半個多月過去,改造工程也過了大半,他去看時,防滑地板已經鋪好,新刷的奶白色牆漆配合著窗外的光線,顯得整個客廳明亮又寬敞。
袁晟說牆還特地做了防水層,以後到了回南天,應該不會像原來那麼潮濕了。
回南天本來就潮濕難忍,老房子的回南天更加煩人。
喻即安簡直一秒心動。
可是最近家裡花錢太厲害了,他也就心動了一下,沒敢跟家裡提。
眼下見到梁滿,這心思又蠢蠢欲動。
“叮——”
電梯門再次打開,兩三個搬家公司的人抬著一個一人多高的泡沫箱走出來,小心翼翼的樣子讓梁滿很好奇。
“這是什麼?很貴重嗎?”
喻即安嗯了聲:“模型,很貴,也很重。”
那是他迄今為止買過最貴的東西,房子除外。
梁滿更好奇了:“什麼模型?變形金剛之類?”
“解剖模型。”喻即安說。
梁滿沒見過,不知道價值,就問:“多貴啊?”
“六位數。”喻即安回憶了一下,“做了半年。”
梁滿啊了聲,喻鳴補充道:“是特地去找燒瓷的老師傅燒的,人體一共206塊骨骼,有的大有的小,形狀大小都要做得細致,還要穿孔,才能讓絲線穿過拚接到一起,人還有內臟,要做得跟真的一樣,很難的,大半年能做好已經很厲害了,都不知道做廢多少。”
梁滿聽得目瞪口呆,這一個模型,就頂這套房的定金啊!
她震驚完,心裡的好奇更加強烈了,問喻即安:“我可以看看嗎?”
喻即安點點頭:“當然,不過要等拆出來。”
“你們先收拾,我下午再來。”梁滿立刻道。
喻即安一愣,應了聲好,應完忍不住笑起來,哎,新家的第一個客人,是它的前主人呢。
梁滿提著外賣回到屋裡,一邊吃外賣,一邊調整今天的安排,南山寺和茶葉鋪都明天再去,正好可以和譚女士相約一起,下午就去隔壁做客,順便送點喬遷禮物。
可是送什麼呢?梁滿扒了一口沙拉,皺著眉頭想。
她的目光轉移到電視櫃旁邊的一個胡桃木架子上,上麵有一個亞克力的展示盒,盒子裡裝著她最愛的一個模型。

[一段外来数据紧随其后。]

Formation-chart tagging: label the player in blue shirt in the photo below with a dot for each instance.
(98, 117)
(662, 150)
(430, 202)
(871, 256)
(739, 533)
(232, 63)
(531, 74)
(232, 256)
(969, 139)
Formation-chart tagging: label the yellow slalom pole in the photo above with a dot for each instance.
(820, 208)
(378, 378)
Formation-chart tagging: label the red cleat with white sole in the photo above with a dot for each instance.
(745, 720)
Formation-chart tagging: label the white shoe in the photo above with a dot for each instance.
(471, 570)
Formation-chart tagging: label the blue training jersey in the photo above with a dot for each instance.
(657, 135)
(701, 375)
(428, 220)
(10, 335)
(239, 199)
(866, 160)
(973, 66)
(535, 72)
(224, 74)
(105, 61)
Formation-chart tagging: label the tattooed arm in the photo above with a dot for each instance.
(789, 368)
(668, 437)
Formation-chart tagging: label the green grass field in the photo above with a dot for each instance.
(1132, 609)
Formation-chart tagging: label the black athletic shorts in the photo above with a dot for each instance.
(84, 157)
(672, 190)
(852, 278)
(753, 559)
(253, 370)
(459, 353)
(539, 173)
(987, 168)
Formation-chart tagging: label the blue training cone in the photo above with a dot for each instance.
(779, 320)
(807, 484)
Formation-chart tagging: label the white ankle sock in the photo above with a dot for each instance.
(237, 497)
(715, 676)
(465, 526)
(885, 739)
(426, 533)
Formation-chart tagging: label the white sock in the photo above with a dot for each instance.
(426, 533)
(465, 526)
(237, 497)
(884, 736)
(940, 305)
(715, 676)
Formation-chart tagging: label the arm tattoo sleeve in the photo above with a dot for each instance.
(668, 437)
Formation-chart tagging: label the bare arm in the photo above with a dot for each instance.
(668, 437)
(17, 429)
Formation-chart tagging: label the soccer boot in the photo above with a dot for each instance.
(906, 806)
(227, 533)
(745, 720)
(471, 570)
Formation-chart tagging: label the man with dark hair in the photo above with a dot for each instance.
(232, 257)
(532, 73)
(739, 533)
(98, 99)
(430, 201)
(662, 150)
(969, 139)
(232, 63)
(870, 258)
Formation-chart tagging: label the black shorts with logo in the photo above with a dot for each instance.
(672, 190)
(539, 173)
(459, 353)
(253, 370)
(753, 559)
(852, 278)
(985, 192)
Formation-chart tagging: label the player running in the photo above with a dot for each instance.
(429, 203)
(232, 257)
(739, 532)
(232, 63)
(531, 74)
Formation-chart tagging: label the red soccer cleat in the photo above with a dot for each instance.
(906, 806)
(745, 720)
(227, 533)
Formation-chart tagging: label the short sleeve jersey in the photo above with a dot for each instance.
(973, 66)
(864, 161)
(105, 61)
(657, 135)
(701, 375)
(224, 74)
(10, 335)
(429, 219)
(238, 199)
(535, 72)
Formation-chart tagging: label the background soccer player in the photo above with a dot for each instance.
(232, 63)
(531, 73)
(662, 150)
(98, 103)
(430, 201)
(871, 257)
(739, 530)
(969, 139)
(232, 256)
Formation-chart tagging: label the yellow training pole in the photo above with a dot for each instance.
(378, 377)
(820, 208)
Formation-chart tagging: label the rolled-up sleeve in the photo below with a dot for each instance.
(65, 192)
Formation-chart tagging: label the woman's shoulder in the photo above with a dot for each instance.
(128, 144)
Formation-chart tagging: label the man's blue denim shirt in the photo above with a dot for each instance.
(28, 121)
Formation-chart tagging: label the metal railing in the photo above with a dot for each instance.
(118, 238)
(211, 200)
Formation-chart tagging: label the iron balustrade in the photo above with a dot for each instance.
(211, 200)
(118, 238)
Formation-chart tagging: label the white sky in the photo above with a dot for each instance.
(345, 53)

那是一艘大船模型,船有三層,長度將近半米,雕工非常細致,門窗欄杆都刻得很逼真,屋頂是可拆卸的,可以一層樓一層樓地取下來,透過小窗戶,可以清楚地看到裡麵的桌椅、床榻,還有茶具擺設。
船上還在房間門口掛著紅燈籠,燈籠很小,和成人的拇指指節差不多大,也能拆開,裡麵是很小的蠟燭狀燈泡,隻要一插電,整座船就會亮起來,非常好看。
那是考上大學的時候她爸送的,因為她讀建築,肯定要做模型的。
後來梁臻考上大學,老梁送的什麼來著?對了,是一個用黃金做的台式電腦模型,大概有一百克左右吧,金燦燦的,相當暴發戶。
理由是:“你讀這個專業,以後就是乾互聯網的,爸爸祝你錢途無量,搞錢的錢。”
梁滿至今還記得梁臻當時無語的表情。
送禮就該這樣,要麼投其所好,要麼就一眼看得出很貴。
既然喻醫生有一個那麼大的模型,他還很喜歡樹屋和森林小屋夜燈,那她乾脆送他一個建築模型得了。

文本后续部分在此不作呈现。